Nevertheless, I would still strongly recommend using Handbrake or something else that uses x264— that's the best H.264 encoder. x264 has good presets for various speeds/qualities, or I could help you optimize the settings for this type of content if you're interested.
Handbrake has a CLI in addition to the GUI, ffmpeg is another good CLI option.
Yes, I've tried both Handbrake and ffmpeg (and mplayer), and spent a lot of time tweaking the settings. I prefer MPEG Streamclip for this process—its ability to add new files to the queue after I've already starting the encoding process is particularly useful. Handbrake sometimes chokes on the DVD files generated by the legislature (I have no idea why), which is a dealbreaker For basically any other video encoding/decoding task, I use ffmpeg or mplayer Thank you, though!

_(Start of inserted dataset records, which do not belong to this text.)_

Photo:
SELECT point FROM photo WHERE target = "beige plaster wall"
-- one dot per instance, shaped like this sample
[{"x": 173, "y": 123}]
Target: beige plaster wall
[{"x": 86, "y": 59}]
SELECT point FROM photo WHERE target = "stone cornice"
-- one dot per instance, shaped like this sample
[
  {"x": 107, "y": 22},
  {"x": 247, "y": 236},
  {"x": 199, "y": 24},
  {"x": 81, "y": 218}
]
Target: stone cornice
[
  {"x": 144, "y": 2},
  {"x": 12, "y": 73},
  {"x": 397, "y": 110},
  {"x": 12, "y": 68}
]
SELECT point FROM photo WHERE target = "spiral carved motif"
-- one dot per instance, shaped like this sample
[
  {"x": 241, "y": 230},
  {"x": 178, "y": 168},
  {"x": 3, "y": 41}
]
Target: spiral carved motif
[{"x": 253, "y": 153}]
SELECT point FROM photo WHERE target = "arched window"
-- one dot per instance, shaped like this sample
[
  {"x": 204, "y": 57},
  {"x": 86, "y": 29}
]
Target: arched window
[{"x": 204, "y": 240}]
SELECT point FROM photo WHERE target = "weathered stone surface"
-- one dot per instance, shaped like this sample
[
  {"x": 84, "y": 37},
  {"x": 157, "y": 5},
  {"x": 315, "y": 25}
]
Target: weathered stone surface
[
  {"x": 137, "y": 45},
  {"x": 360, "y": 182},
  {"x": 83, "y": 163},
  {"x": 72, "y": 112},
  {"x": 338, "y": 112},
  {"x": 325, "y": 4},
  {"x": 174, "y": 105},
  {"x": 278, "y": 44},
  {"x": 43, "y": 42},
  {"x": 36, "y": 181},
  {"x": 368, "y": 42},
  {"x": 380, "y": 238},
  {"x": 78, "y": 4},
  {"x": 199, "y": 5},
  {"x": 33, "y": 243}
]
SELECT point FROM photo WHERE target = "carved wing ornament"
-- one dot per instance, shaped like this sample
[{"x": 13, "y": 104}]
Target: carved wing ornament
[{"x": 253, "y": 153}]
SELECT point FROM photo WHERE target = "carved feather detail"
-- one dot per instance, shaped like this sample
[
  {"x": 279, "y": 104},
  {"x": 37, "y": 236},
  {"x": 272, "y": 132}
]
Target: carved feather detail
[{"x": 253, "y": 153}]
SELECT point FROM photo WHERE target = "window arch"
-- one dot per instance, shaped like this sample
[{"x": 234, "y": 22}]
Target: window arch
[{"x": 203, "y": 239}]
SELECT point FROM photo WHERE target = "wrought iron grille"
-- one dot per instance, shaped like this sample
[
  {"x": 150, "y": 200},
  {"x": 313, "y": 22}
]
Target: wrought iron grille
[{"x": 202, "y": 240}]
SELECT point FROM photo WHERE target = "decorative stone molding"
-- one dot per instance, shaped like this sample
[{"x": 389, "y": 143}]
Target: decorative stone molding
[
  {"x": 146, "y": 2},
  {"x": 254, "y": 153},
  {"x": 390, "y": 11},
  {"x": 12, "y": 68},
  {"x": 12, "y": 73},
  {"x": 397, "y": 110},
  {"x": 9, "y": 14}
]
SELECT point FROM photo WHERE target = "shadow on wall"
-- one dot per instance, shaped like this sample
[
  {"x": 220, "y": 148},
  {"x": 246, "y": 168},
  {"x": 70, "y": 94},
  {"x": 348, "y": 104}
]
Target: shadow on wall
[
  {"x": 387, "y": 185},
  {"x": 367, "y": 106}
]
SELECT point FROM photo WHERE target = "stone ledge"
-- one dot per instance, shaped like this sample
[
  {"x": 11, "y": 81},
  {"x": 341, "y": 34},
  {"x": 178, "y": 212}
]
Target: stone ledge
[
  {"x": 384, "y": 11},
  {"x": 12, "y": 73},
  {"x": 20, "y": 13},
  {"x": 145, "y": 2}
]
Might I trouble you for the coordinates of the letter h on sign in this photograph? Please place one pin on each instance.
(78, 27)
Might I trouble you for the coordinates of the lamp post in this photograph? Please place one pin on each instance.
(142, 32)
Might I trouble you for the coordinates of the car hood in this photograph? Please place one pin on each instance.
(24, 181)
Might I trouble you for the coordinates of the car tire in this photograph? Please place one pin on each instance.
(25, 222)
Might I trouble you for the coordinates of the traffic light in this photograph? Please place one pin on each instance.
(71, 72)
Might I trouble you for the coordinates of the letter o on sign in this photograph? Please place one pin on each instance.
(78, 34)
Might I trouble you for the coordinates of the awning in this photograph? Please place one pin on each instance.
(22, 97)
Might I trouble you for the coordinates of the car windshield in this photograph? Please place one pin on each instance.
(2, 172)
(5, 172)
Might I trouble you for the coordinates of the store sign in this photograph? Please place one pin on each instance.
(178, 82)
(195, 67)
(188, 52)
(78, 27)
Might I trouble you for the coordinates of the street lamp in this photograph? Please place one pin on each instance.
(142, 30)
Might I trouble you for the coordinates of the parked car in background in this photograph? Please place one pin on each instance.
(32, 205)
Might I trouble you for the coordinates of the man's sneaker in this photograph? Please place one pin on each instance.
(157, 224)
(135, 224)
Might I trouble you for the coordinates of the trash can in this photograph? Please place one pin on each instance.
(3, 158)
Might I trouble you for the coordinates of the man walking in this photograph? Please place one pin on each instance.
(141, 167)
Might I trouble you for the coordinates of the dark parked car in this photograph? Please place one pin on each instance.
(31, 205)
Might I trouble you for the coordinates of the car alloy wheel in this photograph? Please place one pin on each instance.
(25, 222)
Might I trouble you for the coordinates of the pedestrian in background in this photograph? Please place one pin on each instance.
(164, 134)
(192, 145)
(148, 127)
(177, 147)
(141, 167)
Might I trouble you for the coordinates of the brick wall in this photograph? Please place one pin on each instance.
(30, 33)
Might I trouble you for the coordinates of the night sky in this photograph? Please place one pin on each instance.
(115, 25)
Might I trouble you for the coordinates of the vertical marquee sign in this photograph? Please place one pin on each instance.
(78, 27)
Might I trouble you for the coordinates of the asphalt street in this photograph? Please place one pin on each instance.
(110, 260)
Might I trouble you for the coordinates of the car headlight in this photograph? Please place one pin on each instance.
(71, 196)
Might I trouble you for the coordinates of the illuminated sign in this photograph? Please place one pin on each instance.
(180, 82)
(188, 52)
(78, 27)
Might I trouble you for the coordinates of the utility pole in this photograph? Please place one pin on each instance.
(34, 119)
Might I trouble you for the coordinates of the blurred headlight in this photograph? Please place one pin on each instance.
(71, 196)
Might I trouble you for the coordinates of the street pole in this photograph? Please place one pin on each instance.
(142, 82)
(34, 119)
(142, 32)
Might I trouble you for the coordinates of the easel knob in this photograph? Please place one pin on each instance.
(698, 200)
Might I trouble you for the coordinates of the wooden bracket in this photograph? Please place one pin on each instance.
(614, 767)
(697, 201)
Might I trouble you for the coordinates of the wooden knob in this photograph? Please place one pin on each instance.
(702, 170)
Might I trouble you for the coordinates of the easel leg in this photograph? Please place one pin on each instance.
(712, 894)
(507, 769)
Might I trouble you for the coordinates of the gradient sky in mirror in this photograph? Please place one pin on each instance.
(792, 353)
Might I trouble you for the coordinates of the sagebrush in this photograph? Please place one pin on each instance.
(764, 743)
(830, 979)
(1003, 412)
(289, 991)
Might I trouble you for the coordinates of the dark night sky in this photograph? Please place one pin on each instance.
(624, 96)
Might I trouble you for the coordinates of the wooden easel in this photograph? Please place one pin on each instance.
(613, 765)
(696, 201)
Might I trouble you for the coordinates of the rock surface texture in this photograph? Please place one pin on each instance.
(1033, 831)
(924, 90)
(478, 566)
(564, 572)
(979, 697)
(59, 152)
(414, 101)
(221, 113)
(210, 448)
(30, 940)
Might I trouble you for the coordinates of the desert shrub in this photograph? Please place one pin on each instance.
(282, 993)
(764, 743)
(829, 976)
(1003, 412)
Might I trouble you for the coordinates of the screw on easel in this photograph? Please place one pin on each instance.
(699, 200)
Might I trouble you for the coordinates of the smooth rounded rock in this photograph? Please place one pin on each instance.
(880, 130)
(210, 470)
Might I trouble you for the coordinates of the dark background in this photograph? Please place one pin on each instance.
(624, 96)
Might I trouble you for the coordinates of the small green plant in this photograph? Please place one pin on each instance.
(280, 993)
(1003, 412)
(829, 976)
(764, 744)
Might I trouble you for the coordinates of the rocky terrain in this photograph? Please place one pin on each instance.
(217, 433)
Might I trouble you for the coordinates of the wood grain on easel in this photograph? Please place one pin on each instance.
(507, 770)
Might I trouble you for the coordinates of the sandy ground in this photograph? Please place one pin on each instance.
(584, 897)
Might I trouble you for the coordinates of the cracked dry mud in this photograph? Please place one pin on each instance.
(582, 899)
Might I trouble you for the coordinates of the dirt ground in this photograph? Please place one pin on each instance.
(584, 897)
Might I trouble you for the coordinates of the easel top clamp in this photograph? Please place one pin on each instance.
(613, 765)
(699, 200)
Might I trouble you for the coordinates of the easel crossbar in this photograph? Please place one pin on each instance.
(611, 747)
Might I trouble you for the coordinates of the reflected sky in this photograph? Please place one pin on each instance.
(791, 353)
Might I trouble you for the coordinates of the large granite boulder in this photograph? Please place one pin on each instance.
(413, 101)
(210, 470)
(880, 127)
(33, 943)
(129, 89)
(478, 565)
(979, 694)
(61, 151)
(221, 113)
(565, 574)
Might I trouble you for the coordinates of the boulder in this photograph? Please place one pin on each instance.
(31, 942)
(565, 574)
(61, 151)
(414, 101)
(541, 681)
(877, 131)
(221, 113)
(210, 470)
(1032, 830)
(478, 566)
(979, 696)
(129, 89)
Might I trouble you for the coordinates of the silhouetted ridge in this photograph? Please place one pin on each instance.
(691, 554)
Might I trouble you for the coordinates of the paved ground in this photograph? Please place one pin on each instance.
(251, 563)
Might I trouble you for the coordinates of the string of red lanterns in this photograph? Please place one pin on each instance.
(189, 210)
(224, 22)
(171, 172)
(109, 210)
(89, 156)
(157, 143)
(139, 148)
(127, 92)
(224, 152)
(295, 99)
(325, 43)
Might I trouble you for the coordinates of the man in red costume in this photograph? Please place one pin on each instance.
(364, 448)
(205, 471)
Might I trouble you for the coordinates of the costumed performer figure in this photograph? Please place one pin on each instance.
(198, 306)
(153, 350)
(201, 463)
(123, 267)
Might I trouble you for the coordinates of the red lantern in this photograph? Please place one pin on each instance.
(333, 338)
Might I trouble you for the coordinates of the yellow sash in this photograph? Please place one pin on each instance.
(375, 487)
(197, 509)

I don't understand why you have to upload the videos. Is there a part that requires a ton of processor power? It seems like you could install the right packages on the Mac, or just start a Linux VM on it.
Here's the code on GitHub: https://github.com/openva/video-indexer It's terrible (I wrote it for a very narrow use case, and only run it ~200 times each year), but it's enough to get the idea.
I ran across this while researching a way to OCR data from a video of a frequency counter and digital multimeter. I didn't use his exact workflow, but it got me pointed in the right direction. Much better than manually typing in data every second of a 20 minute video.